La procédure commence généralement par une requête auprès du tribunal judiciaire du lieu où se situe le bien immobilier. Chaque partie présente ses propres évaluations et arguments pour permettre au juge de fixer le montant de l’indemnité d’occupation. Des expertises complémentaires peuvent être ordonnées en cas de désaccord persistant.

Durant toute la procédure, il est conseillé d’adopter une attitude factuelle et de prouver que toutes les tentatives amiables ont été engagées. Cet aspect pèsera en faveur du demandeur lors de l’audience et pourra accélérer la résolution du litige.

Bénéfices et limites d’une assignation en justice

Porter l’affaire devant le tribunal permet d’obtenir une décision exécutoire pour le paiement de l’indemnité d’occupation.

Toutefois, cela peut rallonger considérablement les délais, surtout si des procédures d’appel ou des difficultés financières de l’occupant compliquent l’exécution du jugement.

Dans la mesure du possible, il vaut mieux privilégier l’accord amiable pour éviter frais, tensions et incertitudes juridiques. L’intervention du juge doit rester une solution de dernier recours en cas d’échec total du dialogue.

Conseils pratiques pour adapter le modèle et éviter les erreurs courantes

Soignez le choix des mots, la précision des dates et le ton employé dans votre lettre de demande d’indemnité d’occupation. Restez toujours poli et factuel ; évitez accusations ou termes inappropriés. Gardez à l’esprit que chaque courrier envoyé pourra servir de preuve en cas de contentieux.

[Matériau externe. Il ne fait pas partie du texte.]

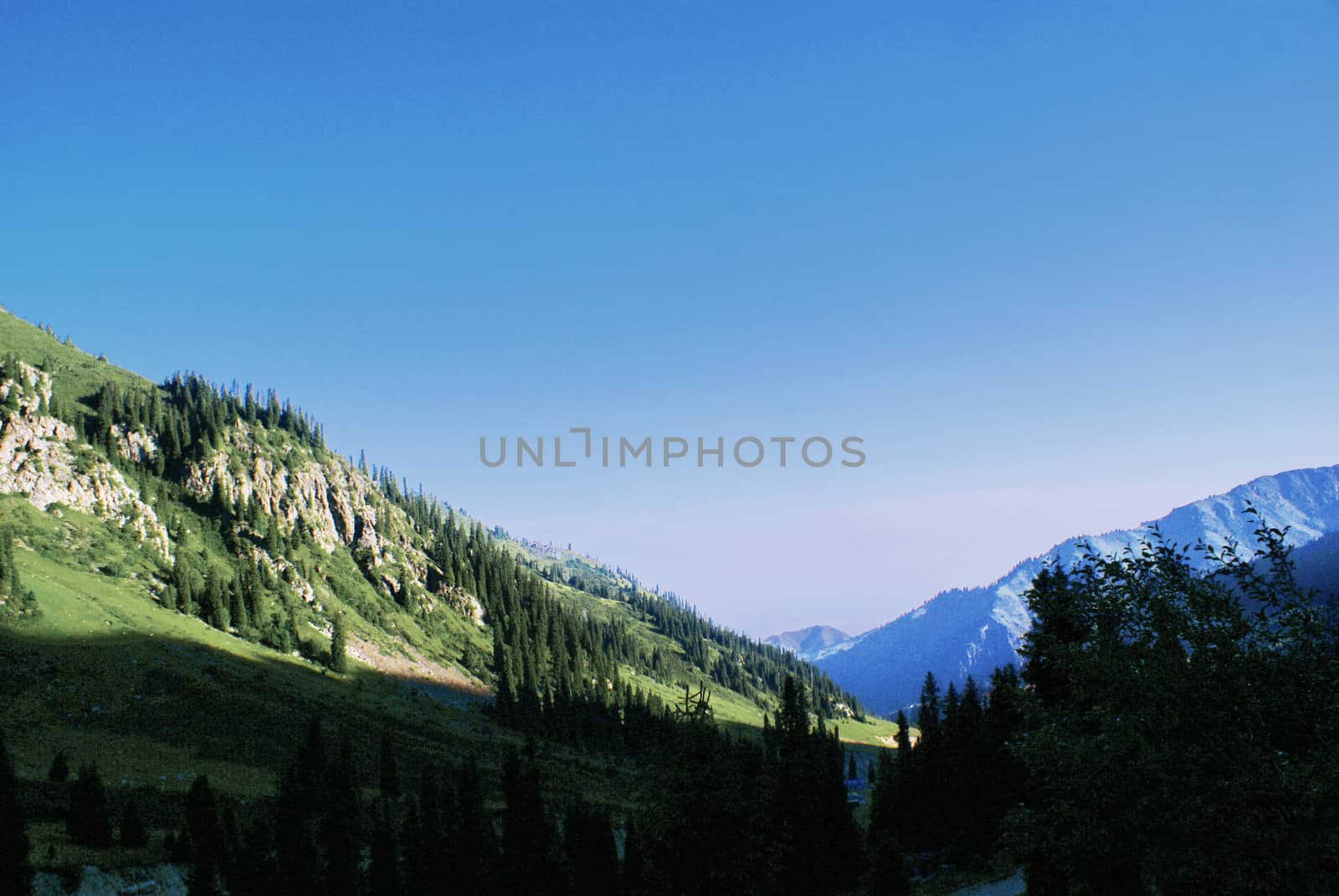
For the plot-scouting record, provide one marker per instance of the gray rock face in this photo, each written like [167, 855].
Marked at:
[42, 459]
[970, 631]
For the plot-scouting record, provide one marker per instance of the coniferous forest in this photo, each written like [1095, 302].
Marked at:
[1171, 730]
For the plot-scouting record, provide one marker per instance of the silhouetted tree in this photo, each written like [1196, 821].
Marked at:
[15, 871]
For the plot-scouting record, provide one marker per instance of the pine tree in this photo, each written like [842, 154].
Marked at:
[207, 838]
[339, 657]
[181, 581]
[15, 871]
[475, 848]
[526, 836]
[133, 835]
[59, 771]
[390, 771]
[89, 822]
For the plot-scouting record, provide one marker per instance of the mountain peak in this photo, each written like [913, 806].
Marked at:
[807, 643]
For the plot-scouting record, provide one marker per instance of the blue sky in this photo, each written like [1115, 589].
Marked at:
[1062, 265]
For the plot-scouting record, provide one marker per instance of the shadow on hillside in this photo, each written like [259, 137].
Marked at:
[138, 701]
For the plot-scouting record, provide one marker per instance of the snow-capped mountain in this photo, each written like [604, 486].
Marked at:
[974, 630]
[808, 643]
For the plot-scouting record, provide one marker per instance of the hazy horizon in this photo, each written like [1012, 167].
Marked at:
[1062, 269]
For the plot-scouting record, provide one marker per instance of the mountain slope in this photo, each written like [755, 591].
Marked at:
[970, 631]
[228, 506]
[807, 643]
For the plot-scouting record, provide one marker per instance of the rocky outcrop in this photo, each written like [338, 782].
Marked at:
[42, 459]
[339, 505]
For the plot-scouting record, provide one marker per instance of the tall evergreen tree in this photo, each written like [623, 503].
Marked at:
[15, 869]
[89, 822]
[339, 641]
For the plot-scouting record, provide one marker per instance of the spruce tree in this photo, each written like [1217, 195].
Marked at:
[339, 657]
[390, 778]
[133, 835]
[59, 771]
[15, 871]
[207, 838]
[89, 820]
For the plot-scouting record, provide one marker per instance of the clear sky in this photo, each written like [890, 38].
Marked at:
[1062, 265]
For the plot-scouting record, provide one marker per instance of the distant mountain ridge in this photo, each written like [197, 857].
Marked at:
[970, 631]
[809, 642]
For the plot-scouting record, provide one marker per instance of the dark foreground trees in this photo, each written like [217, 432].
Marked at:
[15, 871]
[1182, 728]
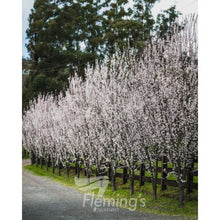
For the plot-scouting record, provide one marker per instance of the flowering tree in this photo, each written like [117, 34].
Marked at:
[131, 111]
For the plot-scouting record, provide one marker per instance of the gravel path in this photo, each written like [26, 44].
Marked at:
[43, 199]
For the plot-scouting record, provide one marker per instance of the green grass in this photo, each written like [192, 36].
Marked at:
[166, 204]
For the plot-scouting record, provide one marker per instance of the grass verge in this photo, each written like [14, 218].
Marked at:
[166, 204]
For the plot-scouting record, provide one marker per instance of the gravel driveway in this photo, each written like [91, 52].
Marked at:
[43, 199]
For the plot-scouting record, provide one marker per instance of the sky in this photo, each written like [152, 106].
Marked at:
[184, 6]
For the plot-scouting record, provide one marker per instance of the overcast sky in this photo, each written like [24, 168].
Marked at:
[184, 6]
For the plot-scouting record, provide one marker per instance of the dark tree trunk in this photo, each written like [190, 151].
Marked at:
[109, 172]
[113, 182]
[53, 167]
[181, 194]
[32, 158]
[59, 168]
[131, 185]
[190, 179]
[100, 181]
[76, 167]
[154, 184]
[125, 174]
[88, 177]
[36, 162]
[96, 172]
[23, 153]
[68, 170]
[78, 171]
[164, 173]
[41, 163]
[141, 177]
[131, 176]
[47, 164]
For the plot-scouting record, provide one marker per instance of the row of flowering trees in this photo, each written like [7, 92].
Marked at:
[129, 111]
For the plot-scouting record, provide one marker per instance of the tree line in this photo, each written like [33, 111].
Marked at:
[132, 111]
[64, 36]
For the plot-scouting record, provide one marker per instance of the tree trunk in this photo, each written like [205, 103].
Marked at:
[53, 167]
[141, 177]
[181, 194]
[154, 183]
[125, 174]
[59, 166]
[78, 171]
[32, 158]
[131, 185]
[131, 174]
[164, 173]
[88, 177]
[47, 164]
[68, 170]
[109, 172]
[190, 179]
[113, 182]
[36, 162]
[76, 167]
[41, 163]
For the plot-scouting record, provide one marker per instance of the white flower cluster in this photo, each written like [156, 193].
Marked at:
[128, 111]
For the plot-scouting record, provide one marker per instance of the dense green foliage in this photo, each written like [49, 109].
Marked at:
[65, 36]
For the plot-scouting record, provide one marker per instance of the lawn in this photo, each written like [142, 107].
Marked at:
[166, 204]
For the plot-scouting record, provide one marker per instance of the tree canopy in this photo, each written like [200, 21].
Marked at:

Ajustez le modèle de lettre en fonction de votre statut (héritier, cohéritier, ex-conjoint, mandataire) et privilégiez l’envoi par recommandé avec accusé de réception. N’oubliez pas de citer les références légales et de justifier le calcul de l’indemnité demandée pour éviter toute contestation future.

  • Adaptez l’intitulé de la lettre selon l’étape : “ demande d’indemnité d’occupation ”, “mise en demeure de paiement” ou “rappel de créance”
  • Pensez à actualiser régulièrement le montant de l’indemnité et à informer l’occupant de tout changement

Enfin, sachez qu’un accord écrit préalable entre co-indivisaires sur la gestion du bien et le partage des charges limite fortement les risques de litiges. En l’absence d’entente, une démarche structurée, posée et bien argumentée favorisera la résolution équitable du différend autour de l’indemnité d’occupation.